Persistent rash or flaking on the nipple is worth paying attention to as well. A variety of conditions can cause eczema-like changes on the nipple, including common eczema, yeast infections, and a rare form of breast cancer called Paget disease. Ordinary eczema tends to affect both nipples and responds to standard skin treatments. A rash that affects only one nipple, doesn’t improve, or gets progressively worse over weeks should be examined to rule out anything more serious.
Other changes to take seriously: new dimpling or puckering of the skin around the nipple, persistent itching or burning that doesn’t respond to moisturizing, or any lump you can feel directly beneath the nipple.
What “Normal” Actually Means
The most useful thing to know about nipple appearance is your own baseline.
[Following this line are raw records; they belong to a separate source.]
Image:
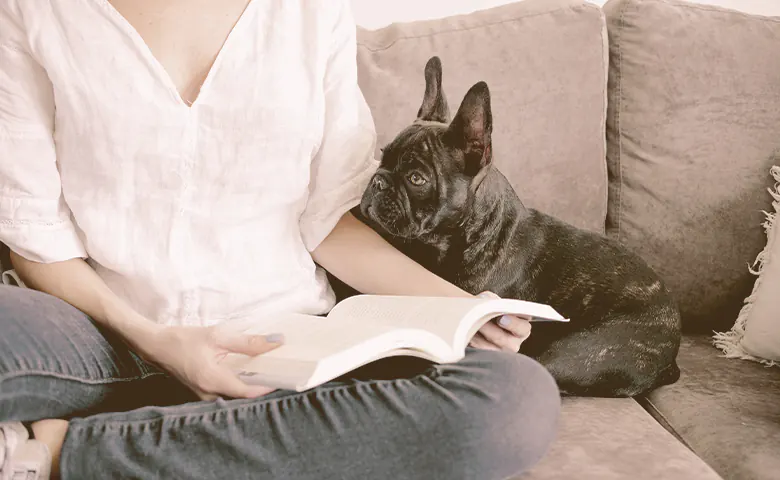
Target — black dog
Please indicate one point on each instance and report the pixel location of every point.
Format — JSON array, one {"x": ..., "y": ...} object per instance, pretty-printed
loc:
[{"x": 437, "y": 197}]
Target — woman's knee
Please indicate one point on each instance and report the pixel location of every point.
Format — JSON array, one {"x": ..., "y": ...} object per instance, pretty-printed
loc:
[{"x": 509, "y": 425}]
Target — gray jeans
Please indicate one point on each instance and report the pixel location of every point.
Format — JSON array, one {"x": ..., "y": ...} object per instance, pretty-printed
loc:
[{"x": 490, "y": 416}]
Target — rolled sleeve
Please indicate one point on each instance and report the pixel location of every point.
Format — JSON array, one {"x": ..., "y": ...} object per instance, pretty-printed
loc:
[
  {"x": 35, "y": 221},
  {"x": 345, "y": 160}
]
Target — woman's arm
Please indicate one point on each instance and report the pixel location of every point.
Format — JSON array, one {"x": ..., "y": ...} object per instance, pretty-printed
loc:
[
  {"x": 362, "y": 259},
  {"x": 190, "y": 354},
  {"x": 78, "y": 284}
]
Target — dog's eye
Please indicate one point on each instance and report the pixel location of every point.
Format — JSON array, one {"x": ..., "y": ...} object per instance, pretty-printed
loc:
[{"x": 417, "y": 180}]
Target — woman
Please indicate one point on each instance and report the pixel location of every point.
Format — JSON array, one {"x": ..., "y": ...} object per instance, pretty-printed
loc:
[{"x": 203, "y": 156}]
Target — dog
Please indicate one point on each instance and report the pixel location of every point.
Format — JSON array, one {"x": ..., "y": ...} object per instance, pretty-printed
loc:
[{"x": 438, "y": 198}]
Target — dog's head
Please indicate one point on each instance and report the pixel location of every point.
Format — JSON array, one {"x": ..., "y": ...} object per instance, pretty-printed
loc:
[{"x": 429, "y": 173}]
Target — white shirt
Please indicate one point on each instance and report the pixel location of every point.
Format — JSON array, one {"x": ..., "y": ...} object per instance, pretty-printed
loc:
[{"x": 193, "y": 214}]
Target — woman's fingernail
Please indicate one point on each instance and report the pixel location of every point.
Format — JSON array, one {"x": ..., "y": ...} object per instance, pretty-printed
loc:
[{"x": 274, "y": 338}]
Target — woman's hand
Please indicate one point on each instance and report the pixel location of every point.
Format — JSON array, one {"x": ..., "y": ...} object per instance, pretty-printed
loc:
[
  {"x": 193, "y": 355},
  {"x": 506, "y": 334}
]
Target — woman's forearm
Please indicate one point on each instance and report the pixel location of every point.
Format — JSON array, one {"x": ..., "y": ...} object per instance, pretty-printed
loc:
[
  {"x": 75, "y": 282},
  {"x": 362, "y": 259}
]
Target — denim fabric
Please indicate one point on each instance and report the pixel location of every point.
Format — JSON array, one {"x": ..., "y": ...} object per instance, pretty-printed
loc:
[{"x": 490, "y": 416}]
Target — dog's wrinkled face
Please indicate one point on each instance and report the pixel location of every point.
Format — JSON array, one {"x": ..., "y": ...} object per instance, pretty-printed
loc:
[{"x": 428, "y": 174}]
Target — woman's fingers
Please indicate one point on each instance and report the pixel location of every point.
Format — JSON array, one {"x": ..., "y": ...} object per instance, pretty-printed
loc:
[
  {"x": 225, "y": 383},
  {"x": 251, "y": 345},
  {"x": 517, "y": 326},
  {"x": 479, "y": 341},
  {"x": 498, "y": 336}
]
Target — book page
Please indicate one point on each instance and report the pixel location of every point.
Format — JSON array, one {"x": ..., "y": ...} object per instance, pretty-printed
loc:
[
  {"x": 438, "y": 315},
  {"x": 454, "y": 319}
]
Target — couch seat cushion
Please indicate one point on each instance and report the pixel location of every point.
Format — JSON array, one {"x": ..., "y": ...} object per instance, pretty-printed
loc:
[
  {"x": 615, "y": 439},
  {"x": 727, "y": 411}
]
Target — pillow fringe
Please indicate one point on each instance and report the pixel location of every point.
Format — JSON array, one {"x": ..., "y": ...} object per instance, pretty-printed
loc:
[{"x": 730, "y": 342}]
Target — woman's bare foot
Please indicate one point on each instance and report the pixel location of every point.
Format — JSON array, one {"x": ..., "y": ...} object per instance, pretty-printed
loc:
[{"x": 52, "y": 434}]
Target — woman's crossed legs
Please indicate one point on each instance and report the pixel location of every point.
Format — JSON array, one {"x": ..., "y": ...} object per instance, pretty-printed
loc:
[{"x": 489, "y": 416}]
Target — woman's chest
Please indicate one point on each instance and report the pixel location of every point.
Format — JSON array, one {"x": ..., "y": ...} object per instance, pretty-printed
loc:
[
  {"x": 142, "y": 62},
  {"x": 183, "y": 36}
]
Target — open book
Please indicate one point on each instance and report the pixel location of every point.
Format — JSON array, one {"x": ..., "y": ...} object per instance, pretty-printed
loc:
[{"x": 365, "y": 328}]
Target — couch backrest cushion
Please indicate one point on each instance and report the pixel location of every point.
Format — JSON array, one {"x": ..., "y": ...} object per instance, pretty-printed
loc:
[
  {"x": 372, "y": 14},
  {"x": 694, "y": 118},
  {"x": 545, "y": 62}
]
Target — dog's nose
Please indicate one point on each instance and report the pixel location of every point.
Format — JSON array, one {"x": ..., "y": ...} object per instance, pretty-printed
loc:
[{"x": 380, "y": 183}]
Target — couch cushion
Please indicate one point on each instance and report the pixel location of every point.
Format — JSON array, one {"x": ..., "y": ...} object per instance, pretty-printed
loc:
[
  {"x": 694, "y": 117},
  {"x": 756, "y": 333},
  {"x": 545, "y": 64},
  {"x": 727, "y": 411},
  {"x": 615, "y": 439}
]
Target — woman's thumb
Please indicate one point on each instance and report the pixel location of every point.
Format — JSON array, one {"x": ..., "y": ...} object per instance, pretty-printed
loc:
[{"x": 251, "y": 344}]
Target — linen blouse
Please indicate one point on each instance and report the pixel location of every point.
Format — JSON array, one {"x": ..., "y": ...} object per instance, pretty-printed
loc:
[{"x": 195, "y": 215}]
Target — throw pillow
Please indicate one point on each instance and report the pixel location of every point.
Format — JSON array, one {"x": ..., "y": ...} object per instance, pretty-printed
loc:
[{"x": 756, "y": 334}]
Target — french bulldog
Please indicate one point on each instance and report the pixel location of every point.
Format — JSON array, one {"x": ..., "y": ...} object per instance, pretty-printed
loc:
[{"x": 438, "y": 198}]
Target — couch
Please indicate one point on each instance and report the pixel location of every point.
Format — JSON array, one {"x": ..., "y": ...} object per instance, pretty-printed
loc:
[{"x": 653, "y": 122}]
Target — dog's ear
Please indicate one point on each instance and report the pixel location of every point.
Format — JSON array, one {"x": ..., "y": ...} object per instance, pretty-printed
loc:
[
  {"x": 434, "y": 107},
  {"x": 471, "y": 129}
]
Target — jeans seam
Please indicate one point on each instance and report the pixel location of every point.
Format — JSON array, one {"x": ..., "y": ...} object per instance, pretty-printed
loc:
[
  {"x": 432, "y": 373},
  {"x": 61, "y": 376}
]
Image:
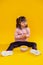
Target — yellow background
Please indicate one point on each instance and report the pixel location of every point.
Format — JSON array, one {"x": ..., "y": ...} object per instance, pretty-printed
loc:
[{"x": 9, "y": 11}]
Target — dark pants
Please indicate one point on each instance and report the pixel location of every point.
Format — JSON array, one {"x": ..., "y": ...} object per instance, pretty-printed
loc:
[{"x": 20, "y": 43}]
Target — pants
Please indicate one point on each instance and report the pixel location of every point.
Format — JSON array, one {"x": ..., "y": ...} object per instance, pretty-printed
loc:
[{"x": 20, "y": 43}]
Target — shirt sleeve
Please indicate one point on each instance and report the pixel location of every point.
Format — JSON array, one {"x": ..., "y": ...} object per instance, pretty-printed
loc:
[
  {"x": 17, "y": 36},
  {"x": 28, "y": 32}
]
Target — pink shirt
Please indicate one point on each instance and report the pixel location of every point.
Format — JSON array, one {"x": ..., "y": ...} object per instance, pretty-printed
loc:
[{"x": 20, "y": 32}]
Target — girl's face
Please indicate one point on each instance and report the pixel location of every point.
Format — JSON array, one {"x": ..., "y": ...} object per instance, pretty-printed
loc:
[{"x": 23, "y": 24}]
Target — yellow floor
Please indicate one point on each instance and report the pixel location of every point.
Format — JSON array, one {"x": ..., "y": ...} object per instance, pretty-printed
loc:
[
  {"x": 9, "y": 11},
  {"x": 21, "y": 58}
]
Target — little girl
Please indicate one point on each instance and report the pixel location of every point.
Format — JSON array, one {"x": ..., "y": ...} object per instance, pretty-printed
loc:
[{"x": 21, "y": 35}]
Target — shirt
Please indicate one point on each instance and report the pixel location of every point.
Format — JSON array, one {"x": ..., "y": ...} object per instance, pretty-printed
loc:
[{"x": 20, "y": 32}]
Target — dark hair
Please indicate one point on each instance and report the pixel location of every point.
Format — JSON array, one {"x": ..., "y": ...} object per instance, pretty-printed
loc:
[{"x": 19, "y": 20}]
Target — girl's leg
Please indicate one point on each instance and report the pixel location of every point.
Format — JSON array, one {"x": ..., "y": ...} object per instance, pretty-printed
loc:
[
  {"x": 32, "y": 44},
  {"x": 34, "y": 47},
  {"x": 13, "y": 45}
]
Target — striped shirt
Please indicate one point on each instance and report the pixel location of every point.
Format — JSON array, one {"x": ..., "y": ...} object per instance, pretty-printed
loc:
[{"x": 20, "y": 32}]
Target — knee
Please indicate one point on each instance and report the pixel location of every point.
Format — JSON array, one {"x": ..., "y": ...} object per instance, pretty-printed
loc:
[
  {"x": 34, "y": 44},
  {"x": 12, "y": 44}
]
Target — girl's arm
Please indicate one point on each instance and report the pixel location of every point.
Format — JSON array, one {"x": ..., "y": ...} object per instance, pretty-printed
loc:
[{"x": 28, "y": 32}]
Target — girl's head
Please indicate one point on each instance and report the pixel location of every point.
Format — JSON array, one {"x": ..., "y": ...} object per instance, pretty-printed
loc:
[{"x": 21, "y": 22}]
Because the range of normal is so vast, comparing yourself to other people isn’t particularly helpful. What matters is knowing what your nipples typically look like so you can notice if something changes. Doing a casual visual check every month or so, ideally at the same point in your menstrual cycle if you have one (since hormonal fluctuations can temporarily affect nipple texture and sensitivity), gives you a reliable reference point. Most of the time, what you’re seeing is just your body being your body.